It can't be repeated often enough: Standardized tests are very poor measures of the intellectual capabilities that matter most, and that's true because of how they're designed, not just because of how they're used. Like other writers, I've relied on arguments and research to make this point. But sometimes a telling example can be more effective. So here's an item that appeared on the state high school math exam in Massachusetts:
n 1 2 3 4 5 6
tn 3 5 __ __ __ __
The first two terms of a sequence, t1 and t2, are shown above as 3 and 5. Using the rule: tn = (tn-1) plus (tn-2), where n is greater than or equal to 3, complete the table.
If (a) your reaction to this question was "Huh??" (or "Uh-oh. What's with the teeny little n's?") and (b) you lead a reasonably successful and satisfying life, it may be worth pausing to ask why we deny diplomas to high school students just because they, too, struggle with such questions. Hence [Deborah] Meier's Mandate: "No student should be expected to meet an academic requirement that a cross section of successful adults in the community cannot."
But perhaps you figured out that the test designers are just asking you to add 3 and 5 to get 8, then add 5 and 8 to get 13, then add 8 to 13 to get 21, and so on. If so, congratulations. But what is the question really testing? A pair of math educators, Al Cuoco and Faye Ruopp, pointed out how much less is going on here than meets the eye:
The problem simply requires the ability to follow a rule; there is no mathematics in it at all. And many 10th-grade students will get it wrong, not because they lack the mathematical thinking necessary to fill in the table, but simply because they haven't had experience with the notation. Next year, however, teachers will prep students on how to use formulas like tn = tn-1 + tn-2, more students will get it right, and state education officials will tell us that we are increasing mathematical literacy.
In contrast to most criticisms of standardized testing, which look at tests in the aggregate and their effects on entire populations, this is a bottom-up critique. Its impact is to challenge not only the view that such tests provide "objective" data about learning but to jolt us into realizing that high scores are not necessarily good news and low scores are not necessarily bad news.
If the questions on a test measure little more than the ability to apply an algorithm mindlessly, then you can't use the results of that test to make pronouncements about this kid's (or this school's, or this state's, or this country's) proficiency at mathematical thinking. Similarly, if the questions on a science or social studies test mostly gauge the number of dates or definitions that have been committed to memory -- and, perhaps, a generic skill at taking tests -- it would be foolish to draw conclusions about students' understanding of those fields.

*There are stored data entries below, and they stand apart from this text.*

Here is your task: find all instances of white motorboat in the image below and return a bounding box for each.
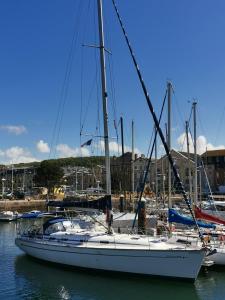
[0,210,20,221]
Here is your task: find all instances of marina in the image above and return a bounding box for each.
[0,0,225,299]
[1,221,225,300]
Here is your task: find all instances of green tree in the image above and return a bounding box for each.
[34,160,64,194]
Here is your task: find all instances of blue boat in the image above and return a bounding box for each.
[21,210,42,219]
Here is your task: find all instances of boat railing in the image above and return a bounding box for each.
[16,218,43,238]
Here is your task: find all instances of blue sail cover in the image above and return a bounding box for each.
[168,209,216,229]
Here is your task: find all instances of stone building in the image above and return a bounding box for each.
[133,155,156,192]
[155,149,195,196]
[62,165,105,192]
[110,152,132,193]
[0,165,36,194]
[201,149,225,193]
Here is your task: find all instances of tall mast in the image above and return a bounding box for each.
[185,120,192,200]
[11,164,14,195]
[193,101,198,206]
[120,116,124,156]
[155,126,158,203]
[131,120,135,193]
[120,116,125,194]
[167,82,172,209]
[97,0,111,195]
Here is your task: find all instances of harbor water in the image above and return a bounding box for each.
[1,222,225,300]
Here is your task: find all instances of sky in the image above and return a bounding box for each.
[0,0,225,164]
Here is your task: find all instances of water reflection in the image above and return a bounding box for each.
[196,268,225,300]
[15,254,200,300]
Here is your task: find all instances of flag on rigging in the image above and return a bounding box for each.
[81,139,92,147]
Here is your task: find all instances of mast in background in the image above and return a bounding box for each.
[167,82,172,210]
[185,120,193,201]
[120,116,125,194]
[193,101,198,206]
[120,116,125,156]
[11,164,14,195]
[155,126,158,203]
[131,120,135,193]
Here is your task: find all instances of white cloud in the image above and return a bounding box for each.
[95,140,141,155]
[177,133,225,155]
[0,146,38,164]
[56,144,90,158]
[36,140,50,153]
[0,125,27,135]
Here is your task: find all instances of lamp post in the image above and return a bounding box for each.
[11,164,14,196]
[2,178,6,201]
[75,168,78,192]
[76,171,82,192]
[96,180,100,194]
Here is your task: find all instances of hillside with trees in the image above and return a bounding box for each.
[13,156,105,169]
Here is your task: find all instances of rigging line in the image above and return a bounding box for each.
[109,59,117,119]
[144,127,155,164]
[132,88,167,230]
[179,123,187,152]
[92,0,101,157]
[172,89,186,130]
[108,56,119,141]
[104,10,118,125]
[80,67,100,135]
[104,11,119,156]
[81,2,101,139]
[140,91,167,189]
[112,0,205,243]
[200,159,218,212]
[51,0,83,157]
[189,105,207,155]
[94,7,102,152]
[188,105,193,126]
[80,34,84,137]
[80,0,99,136]
[145,92,168,161]
[196,106,207,138]
[80,0,92,136]
[49,0,83,158]
[187,106,194,151]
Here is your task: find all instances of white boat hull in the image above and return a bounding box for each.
[0,212,18,222]
[16,236,205,281]
[209,247,225,265]
[171,232,225,266]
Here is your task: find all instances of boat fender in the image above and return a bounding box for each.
[219,234,225,244]
[204,235,211,244]
[206,248,217,257]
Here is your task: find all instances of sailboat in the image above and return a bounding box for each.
[16,0,208,281]
[168,103,225,266]
[0,178,20,221]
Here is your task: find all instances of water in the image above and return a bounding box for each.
[1,222,225,300]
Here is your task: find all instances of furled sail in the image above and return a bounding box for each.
[169,209,216,229]
[195,206,225,226]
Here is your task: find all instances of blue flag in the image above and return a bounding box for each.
[81,139,92,147]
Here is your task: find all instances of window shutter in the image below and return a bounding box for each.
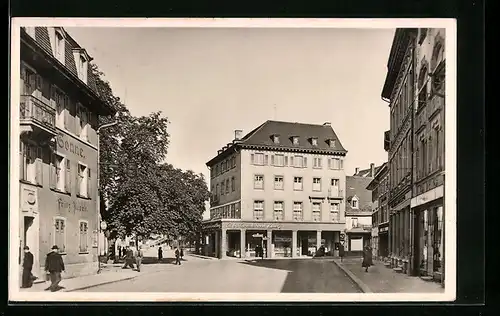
[284,156,288,166]
[35,157,43,186]
[251,153,255,164]
[264,155,269,165]
[271,155,275,165]
[87,168,92,198]
[65,159,71,193]
[303,157,307,168]
[290,156,294,166]
[340,159,344,170]
[63,96,69,130]
[49,154,56,189]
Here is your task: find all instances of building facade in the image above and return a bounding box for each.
[411,28,446,283]
[18,26,114,282]
[202,120,347,259]
[344,164,379,255]
[381,28,445,285]
[367,162,389,260]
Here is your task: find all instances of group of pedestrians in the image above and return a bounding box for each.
[21,244,66,292]
[121,245,143,272]
[157,245,184,265]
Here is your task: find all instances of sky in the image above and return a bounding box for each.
[65,26,395,218]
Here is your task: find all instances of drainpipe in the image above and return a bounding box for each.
[96,120,118,274]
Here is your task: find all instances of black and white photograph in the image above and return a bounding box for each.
[9,18,456,302]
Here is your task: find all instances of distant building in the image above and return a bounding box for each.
[18,26,115,282]
[344,163,380,254]
[366,162,389,259]
[202,120,348,259]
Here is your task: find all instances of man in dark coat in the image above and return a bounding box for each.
[21,246,34,288]
[339,243,345,262]
[44,245,65,292]
[122,246,135,269]
[175,247,181,265]
[136,246,143,272]
[158,246,163,262]
[362,244,373,272]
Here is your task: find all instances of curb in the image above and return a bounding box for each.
[187,254,217,260]
[332,259,373,293]
[65,274,139,292]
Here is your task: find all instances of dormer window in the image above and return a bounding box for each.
[73,48,91,84]
[292,136,299,145]
[272,134,280,144]
[328,139,336,148]
[351,197,359,209]
[54,29,65,64]
[311,138,318,146]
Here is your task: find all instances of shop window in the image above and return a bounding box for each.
[433,207,444,273]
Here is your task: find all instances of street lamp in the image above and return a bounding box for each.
[96,120,118,274]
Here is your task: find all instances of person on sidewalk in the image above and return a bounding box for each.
[136,246,143,272]
[362,244,373,272]
[44,245,65,292]
[339,243,345,262]
[122,246,135,269]
[158,246,163,262]
[175,247,181,265]
[180,247,184,260]
[21,246,34,288]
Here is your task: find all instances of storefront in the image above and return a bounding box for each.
[378,225,389,258]
[272,232,292,258]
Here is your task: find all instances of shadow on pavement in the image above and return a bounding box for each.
[239,259,361,293]
[140,256,188,265]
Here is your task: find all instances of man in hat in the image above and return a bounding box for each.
[44,245,65,292]
[21,246,34,288]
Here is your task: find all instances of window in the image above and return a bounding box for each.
[78,163,89,197]
[78,54,88,83]
[20,142,42,185]
[273,201,284,221]
[313,157,322,169]
[231,156,236,168]
[253,201,264,220]
[220,181,225,195]
[251,153,267,165]
[330,178,340,196]
[79,221,89,253]
[292,155,306,168]
[272,154,285,167]
[328,158,343,170]
[273,135,280,144]
[418,66,428,111]
[231,177,235,192]
[312,177,321,191]
[352,218,359,228]
[50,154,67,192]
[312,202,321,221]
[311,138,318,146]
[216,184,219,197]
[293,202,303,221]
[292,137,299,145]
[254,175,264,189]
[55,89,67,129]
[274,176,284,190]
[330,203,340,222]
[54,30,65,64]
[352,198,359,209]
[54,218,66,253]
[329,140,336,148]
[293,177,303,191]
[225,179,229,194]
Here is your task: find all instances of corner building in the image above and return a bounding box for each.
[18,26,114,282]
[202,120,347,259]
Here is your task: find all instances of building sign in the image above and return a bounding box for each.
[224,222,282,230]
[411,185,444,208]
[20,184,38,213]
[57,197,89,214]
[56,133,87,159]
[379,226,389,233]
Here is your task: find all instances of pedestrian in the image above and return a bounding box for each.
[21,246,34,288]
[362,244,373,272]
[118,246,122,259]
[122,246,135,269]
[180,247,184,260]
[136,246,143,272]
[158,246,163,262]
[175,247,181,265]
[339,243,345,262]
[44,245,65,292]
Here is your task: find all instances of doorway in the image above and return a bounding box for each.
[301,238,308,255]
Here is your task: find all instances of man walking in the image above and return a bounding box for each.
[44,245,65,292]
[158,246,163,262]
[136,246,143,272]
[175,247,181,265]
[21,246,34,288]
[122,246,135,269]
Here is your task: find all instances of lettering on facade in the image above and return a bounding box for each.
[57,134,86,159]
[224,222,282,230]
[57,198,89,214]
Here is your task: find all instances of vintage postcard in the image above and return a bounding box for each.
[9,18,456,302]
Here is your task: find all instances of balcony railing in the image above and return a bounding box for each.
[20,95,56,133]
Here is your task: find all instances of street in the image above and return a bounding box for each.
[82,250,361,293]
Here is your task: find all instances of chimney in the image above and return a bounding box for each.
[234,129,243,141]
[323,122,331,126]
[355,167,360,175]
[370,163,375,177]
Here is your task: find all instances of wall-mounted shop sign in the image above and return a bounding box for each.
[225,222,282,230]
[56,133,87,159]
[203,222,222,231]
[20,184,38,213]
[57,198,89,214]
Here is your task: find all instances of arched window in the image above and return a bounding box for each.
[417,63,428,111]
[430,36,445,95]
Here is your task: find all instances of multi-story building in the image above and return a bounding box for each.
[18,26,114,282]
[411,28,446,283]
[344,164,379,255]
[381,28,445,285]
[381,28,416,275]
[366,162,389,260]
[202,120,347,259]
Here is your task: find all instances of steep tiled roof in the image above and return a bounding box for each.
[24,26,108,111]
[239,120,347,153]
[346,176,373,214]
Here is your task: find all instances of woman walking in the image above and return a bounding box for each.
[362,244,373,272]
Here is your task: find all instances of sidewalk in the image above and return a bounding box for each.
[333,258,445,293]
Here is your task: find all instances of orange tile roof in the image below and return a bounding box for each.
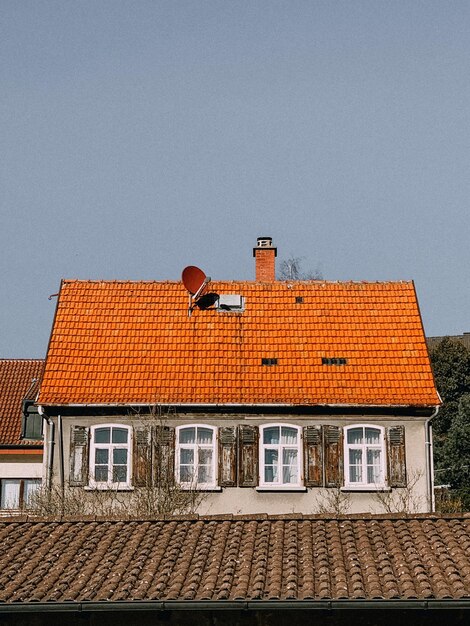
[38,280,439,407]
[0,360,44,446]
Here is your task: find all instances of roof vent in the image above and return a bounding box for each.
[322,357,347,366]
[262,358,278,366]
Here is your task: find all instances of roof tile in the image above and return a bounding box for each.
[38,280,439,407]
[2,516,470,603]
[0,359,44,446]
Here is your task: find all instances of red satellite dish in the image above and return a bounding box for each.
[182,266,208,296]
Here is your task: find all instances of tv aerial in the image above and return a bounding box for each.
[182,265,211,317]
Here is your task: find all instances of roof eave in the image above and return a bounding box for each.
[1,599,470,614]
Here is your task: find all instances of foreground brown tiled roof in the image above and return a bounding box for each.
[39,279,439,407]
[0,515,469,604]
[0,359,44,446]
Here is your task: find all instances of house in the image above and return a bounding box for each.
[37,237,440,515]
[0,359,44,511]
[0,513,469,625]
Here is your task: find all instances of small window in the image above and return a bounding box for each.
[322,357,347,365]
[89,424,132,489]
[22,412,43,440]
[295,296,304,304]
[259,424,302,488]
[176,425,217,489]
[344,425,385,489]
[0,479,41,510]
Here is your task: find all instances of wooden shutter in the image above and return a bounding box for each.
[133,427,152,487]
[387,426,407,488]
[238,425,259,487]
[219,426,237,487]
[303,425,323,487]
[324,425,343,487]
[69,425,89,486]
[154,426,175,486]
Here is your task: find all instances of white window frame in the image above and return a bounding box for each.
[343,424,386,490]
[258,423,304,490]
[88,424,132,490]
[176,425,218,490]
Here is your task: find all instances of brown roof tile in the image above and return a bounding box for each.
[0,515,470,604]
[0,359,44,446]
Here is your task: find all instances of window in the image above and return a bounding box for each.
[22,401,43,440]
[0,479,41,510]
[259,424,302,489]
[176,425,217,489]
[22,412,43,439]
[344,425,385,489]
[89,425,132,489]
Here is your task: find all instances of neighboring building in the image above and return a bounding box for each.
[37,238,440,514]
[0,514,469,624]
[427,333,470,352]
[0,359,44,511]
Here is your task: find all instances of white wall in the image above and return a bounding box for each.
[50,412,432,514]
[0,456,43,479]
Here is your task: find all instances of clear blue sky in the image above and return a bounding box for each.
[1,1,469,357]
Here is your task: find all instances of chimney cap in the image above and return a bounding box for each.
[256,236,273,247]
[253,236,277,259]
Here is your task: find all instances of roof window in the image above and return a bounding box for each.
[322,357,347,366]
[217,294,244,312]
[295,296,304,304]
[262,358,278,366]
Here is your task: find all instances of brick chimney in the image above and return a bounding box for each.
[253,236,277,281]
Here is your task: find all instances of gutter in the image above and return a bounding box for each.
[42,402,437,411]
[1,599,470,613]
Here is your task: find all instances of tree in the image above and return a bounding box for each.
[430,338,470,435]
[277,256,322,281]
[430,338,470,509]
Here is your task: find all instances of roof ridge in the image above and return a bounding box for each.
[60,278,414,285]
[0,358,44,362]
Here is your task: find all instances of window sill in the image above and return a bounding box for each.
[256,486,307,492]
[179,485,222,492]
[341,485,390,492]
[85,485,134,492]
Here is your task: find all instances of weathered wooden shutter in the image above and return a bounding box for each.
[238,425,259,487]
[303,426,323,487]
[324,425,343,487]
[154,426,175,486]
[219,426,237,487]
[133,427,152,487]
[69,425,89,486]
[387,426,407,488]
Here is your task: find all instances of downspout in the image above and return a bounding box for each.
[38,405,54,491]
[425,401,440,513]
[57,414,64,498]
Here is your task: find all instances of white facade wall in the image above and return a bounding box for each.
[48,412,432,515]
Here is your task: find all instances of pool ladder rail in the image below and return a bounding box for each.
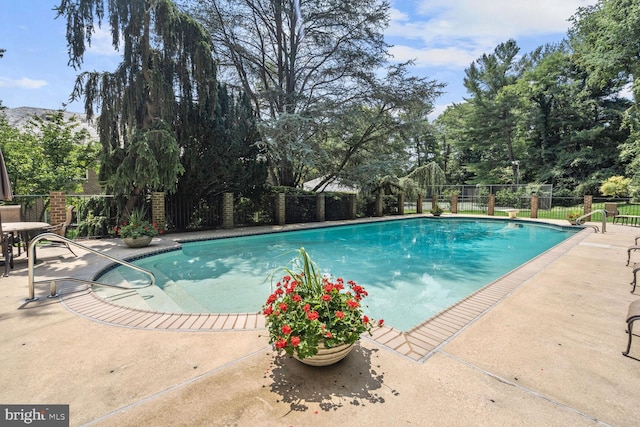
[26,232,156,302]
[575,209,607,233]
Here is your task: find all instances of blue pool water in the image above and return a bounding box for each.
[97,218,578,330]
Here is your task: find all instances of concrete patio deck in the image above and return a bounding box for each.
[1,216,639,426]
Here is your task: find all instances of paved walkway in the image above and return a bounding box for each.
[1,216,639,426]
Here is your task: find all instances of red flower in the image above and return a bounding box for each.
[307,311,319,321]
[325,331,333,338]
[263,306,273,316]
[302,303,311,312]
[323,284,334,293]
[275,339,287,349]
[347,299,359,309]
[281,324,292,335]
[292,294,302,303]
[362,315,370,324]
[321,294,332,302]
[335,311,345,319]
[378,319,385,327]
[279,303,288,312]
[290,336,301,347]
[266,293,277,304]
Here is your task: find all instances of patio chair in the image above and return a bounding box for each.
[627,246,640,266]
[626,235,640,265]
[0,216,14,277]
[605,202,619,218]
[623,299,640,357]
[0,205,24,254]
[610,203,640,226]
[44,206,77,256]
[631,263,640,293]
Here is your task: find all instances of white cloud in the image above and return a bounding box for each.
[412,0,596,39]
[390,45,478,69]
[428,104,449,122]
[0,77,48,89]
[86,26,120,56]
[387,0,598,69]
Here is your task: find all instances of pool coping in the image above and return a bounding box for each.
[57,216,592,362]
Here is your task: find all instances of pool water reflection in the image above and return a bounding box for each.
[96,218,578,330]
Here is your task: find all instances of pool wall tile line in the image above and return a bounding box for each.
[57,223,592,362]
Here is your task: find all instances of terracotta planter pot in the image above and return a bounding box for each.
[122,235,153,248]
[293,341,355,366]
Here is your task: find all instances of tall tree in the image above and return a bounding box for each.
[434,102,476,184]
[313,64,443,192]
[0,110,99,195]
[55,0,217,214]
[176,83,267,200]
[189,0,441,188]
[515,43,629,194]
[462,40,526,184]
[569,0,640,196]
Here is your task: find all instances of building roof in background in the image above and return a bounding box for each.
[303,176,358,193]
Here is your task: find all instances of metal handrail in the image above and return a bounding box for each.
[26,232,155,302]
[575,209,607,233]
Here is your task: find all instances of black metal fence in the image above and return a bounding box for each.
[285,195,317,224]
[13,191,640,240]
[325,195,351,221]
[165,194,222,231]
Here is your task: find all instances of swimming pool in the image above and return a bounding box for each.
[96,218,578,331]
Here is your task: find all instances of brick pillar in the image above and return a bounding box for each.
[221,192,234,229]
[530,194,539,218]
[583,195,592,217]
[348,194,357,219]
[417,194,423,214]
[488,194,495,216]
[316,193,325,222]
[451,194,458,214]
[397,194,404,215]
[151,192,165,230]
[49,191,66,226]
[276,193,286,225]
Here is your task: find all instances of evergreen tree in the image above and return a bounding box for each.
[462,40,525,184]
[176,84,267,200]
[569,0,640,196]
[55,0,217,214]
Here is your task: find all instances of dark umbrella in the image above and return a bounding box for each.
[0,149,13,201]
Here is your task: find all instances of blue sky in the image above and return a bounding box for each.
[0,0,597,119]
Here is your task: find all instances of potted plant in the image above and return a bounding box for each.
[430,203,443,217]
[566,211,581,225]
[262,248,383,366]
[114,208,160,247]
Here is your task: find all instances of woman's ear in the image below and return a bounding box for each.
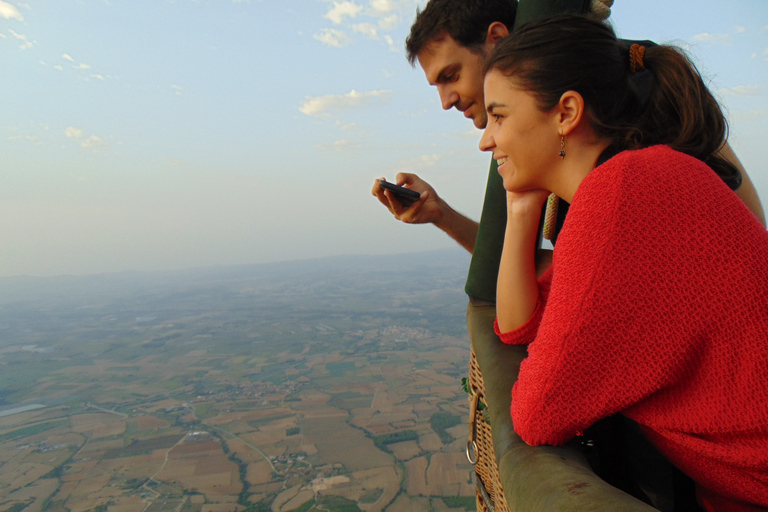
[556,90,585,136]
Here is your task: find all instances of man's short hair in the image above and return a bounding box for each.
[405,0,517,65]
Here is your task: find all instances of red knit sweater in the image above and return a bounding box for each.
[496,146,768,511]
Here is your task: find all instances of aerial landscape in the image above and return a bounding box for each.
[0,250,478,512]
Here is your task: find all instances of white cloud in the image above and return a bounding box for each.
[369,0,396,14]
[730,109,766,123]
[353,23,378,39]
[91,74,105,80]
[324,1,362,24]
[81,135,109,150]
[62,54,75,62]
[299,89,393,116]
[735,25,746,34]
[719,85,763,96]
[385,35,397,52]
[171,84,184,95]
[54,65,63,71]
[0,1,23,21]
[691,32,732,44]
[314,28,351,48]
[378,14,398,30]
[9,29,31,49]
[73,63,91,70]
[65,127,83,138]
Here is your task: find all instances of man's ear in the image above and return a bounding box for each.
[485,22,510,46]
[557,90,585,136]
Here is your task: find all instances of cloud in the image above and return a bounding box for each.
[0,1,23,20]
[719,85,763,96]
[299,89,393,116]
[735,25,746,34]
[369,0,396,14]
[324,1,362,24]
[729,109,766,123]
[65,127,84,138]
[73,63,91,70]
[81,135,109,150]
[691,32,732,44]
[313,28,351,48]
[171,84,184,96]
[353,23,378,39]
[377,14,398,30]
[384,35,397,52]
[9,29,32,49]
[62,54,75,62]
[317,139,365,153]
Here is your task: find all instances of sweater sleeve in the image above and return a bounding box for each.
[511,148,708,446]
[494,266,554,345]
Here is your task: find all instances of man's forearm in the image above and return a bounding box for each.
[433,200,479,253]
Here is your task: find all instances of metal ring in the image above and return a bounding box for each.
[466,393,480,464]
[466,439,479,465]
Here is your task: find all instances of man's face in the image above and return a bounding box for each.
[417,35,491,129]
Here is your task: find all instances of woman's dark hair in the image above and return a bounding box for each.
[484,15,741,189]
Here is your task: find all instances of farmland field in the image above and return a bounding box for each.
[0,251,478,512]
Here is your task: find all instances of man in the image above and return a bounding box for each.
[372,0,513,260]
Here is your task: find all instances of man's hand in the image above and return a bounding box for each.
[371,172,441,224]
[371,172,479,253]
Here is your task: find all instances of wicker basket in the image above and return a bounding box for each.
[467,346,509,512]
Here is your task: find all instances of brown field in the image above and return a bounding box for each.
[241,429,284,447]
[348,466,402,512]
[92,421,127,438]
[349,408,375,428]
[388,440,421,461]
[170,439,223,458]
[134,415,171,429]
[0,478,61,512]
[70,414,125,433]
[206,407,293,426]
[298,415,392,472]
[158,452,240,496]
[386,494,432,512]
[425,453,474,497]
[280,489,314,511]
[225,438,268,464]
[245,460,273,485]
[201,505,245,512]
[271,484,303,512]
[3,462,57,491]
[404,457,429,496]
[298,442,317,455]
[417,432,443,452]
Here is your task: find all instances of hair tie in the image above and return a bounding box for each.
[629,44,646,74]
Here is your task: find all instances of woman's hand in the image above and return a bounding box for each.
[505,189,551,219]
[496,188,551,334]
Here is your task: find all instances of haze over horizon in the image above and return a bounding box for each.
[3,0,767,278]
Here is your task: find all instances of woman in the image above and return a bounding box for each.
[479,15,768,512]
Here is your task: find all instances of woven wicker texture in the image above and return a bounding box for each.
[468,347,510,512]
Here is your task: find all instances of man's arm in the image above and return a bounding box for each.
[718,142,765,226]
[372,172,479,252]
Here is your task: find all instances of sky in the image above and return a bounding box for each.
[2,0,767,277]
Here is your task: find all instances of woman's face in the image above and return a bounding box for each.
[479,70,560,193]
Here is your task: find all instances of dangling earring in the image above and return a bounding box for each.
[558,136,565,159]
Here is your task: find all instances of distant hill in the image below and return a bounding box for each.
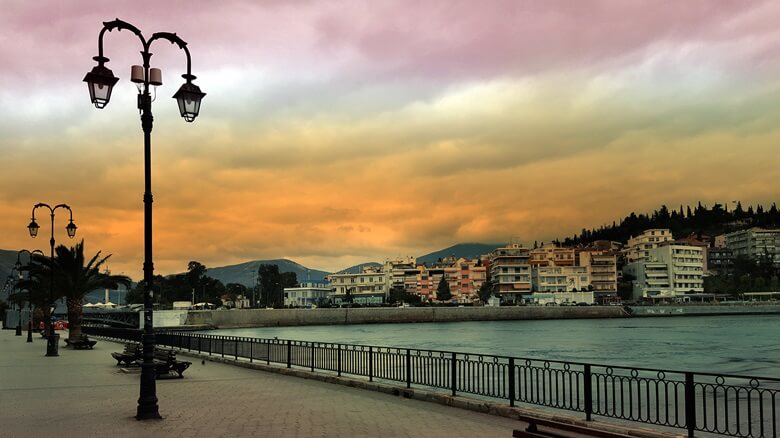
[335,262,382,274]
[203,259,331,288]
[417,243,503,265]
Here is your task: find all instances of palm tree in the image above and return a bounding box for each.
[16,253,60,335]
[53,240,131,341]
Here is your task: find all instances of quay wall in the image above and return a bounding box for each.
[629,303,780,317]
[184,306,627,329]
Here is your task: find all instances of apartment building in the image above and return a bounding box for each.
[529,244,575,267]
[725,227,780,266]
[625,229,673,263]
[623,243,704,300]
[416,257,486,302]
[283,282,332,307]
[532,266,590,292]
[578,250,618,292]
[488,243,532,302]
[326,266,388,304]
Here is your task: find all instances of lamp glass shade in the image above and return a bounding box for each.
[27,220,39,238]
[66,221,77,238]
[172,82,206,122]
[83,64,119,109]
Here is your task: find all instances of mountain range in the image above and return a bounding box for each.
[0,243,505,295]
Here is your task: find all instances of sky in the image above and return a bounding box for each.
[2,0,780,280]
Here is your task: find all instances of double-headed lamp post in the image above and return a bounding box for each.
[16,249,45,343]
[83,19,205,421]
[27,203,77,356]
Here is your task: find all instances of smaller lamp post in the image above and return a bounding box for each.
[28,203,77,357]
[16,249,44,343]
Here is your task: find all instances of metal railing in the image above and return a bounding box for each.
[85,326,778,438]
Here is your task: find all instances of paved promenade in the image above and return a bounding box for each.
[0,329,524,437]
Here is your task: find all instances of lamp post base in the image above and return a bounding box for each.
[15,325,22,336]
[46,333,59,356]
[26,321,33,343]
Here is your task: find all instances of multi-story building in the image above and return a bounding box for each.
[625,229,673,263]
[707,246,734,273]
[578,250,618,292]
[283,282,332,307]
[488,243,531,302]
[529,244,575,267]
[417,257,486,302]
[327,266,388,304]
[623,243,704,300]
[725,227,780,266]
[532,266,590,292]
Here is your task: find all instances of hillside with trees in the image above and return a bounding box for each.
[558,202,780,246]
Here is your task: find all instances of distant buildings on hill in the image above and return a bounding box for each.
[280,226,780,307]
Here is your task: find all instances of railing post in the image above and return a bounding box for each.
[208,336,212,356]
[267,340,270,365]
[337,344,342,377]
[451,352,457,397]
[311,342,315,372]
[509,357,516,407]
[197,335,201,354]
[584,364,593,421]
[287,340,292,368]
[221,337,225,358]
[250,339,253,363]
[368,346,373,382]
[235,338,239,360]
[406,349,411,388]
[685,372,696,438]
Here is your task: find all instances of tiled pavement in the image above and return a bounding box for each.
[0,329,525,437]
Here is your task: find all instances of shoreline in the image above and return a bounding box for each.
[173,303,780,329]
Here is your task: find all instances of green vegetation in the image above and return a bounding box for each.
[561,202,780,246]
[436,277,452,302]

A parallel bottom-up critique emerges from interviewing children about why they picked the answers they did on multiple-choice exams -- answers for which they received no credit -- and discovering that some of their reasons are actually quite sophisticated, which of course one would never know just by counting the number of their "correct" answers.
No newspaper, no politician, no parent or school administrator should ever assume that a test score is a valid and meaningful indicator without looking carefully at the questions on that test to ascertain that they're designed to measure something of importance and do so effectively. Moreover, as Cuoco and Ruopp remind us, rising scores over time are often nothing to cheer about because the kind of instruction intended to prepare kids for the test -- even when it does so successfully -- may be instruction that's not particularly valuable. Indeed, teaching designed to raise test scores typically reduces the time available for real learning. And it's naïve to tell teachers they should "just teach well and let the tests take care of themselves." Indeed, if the questions on the tests are sufficiently stupid, bad teaching may produce better scores than good teaching.
1. Cuoco and Ruopp, "Math Exam Rationale Doesn't Add Up," Boston Globe, May 24, 1998, p. D3.
2. For examples (and analysis) of this kind of discrepancy, see Banesh Hoffmann, The Tyranny of Testing (New York: Crowell-Collier, 1962); Deborah Meier, "Why Reading Tests Don't Test Reading," Dissent, Fall 1981: 457-66; Walt Haney and Laurie Scott, "Talking with Children About Tests: An Exploratory Study of Test Item Ambiguity," in Roy O. Freedle and Richard P. Duran, eds., Cognitive and Linguistic Analyses of Test Performance (Norwood, NJ: Ablex, 1987); and Clifford Hill and Eric Larsen, Children and Reading Tests (Stamford, CT: Ablex, 2000).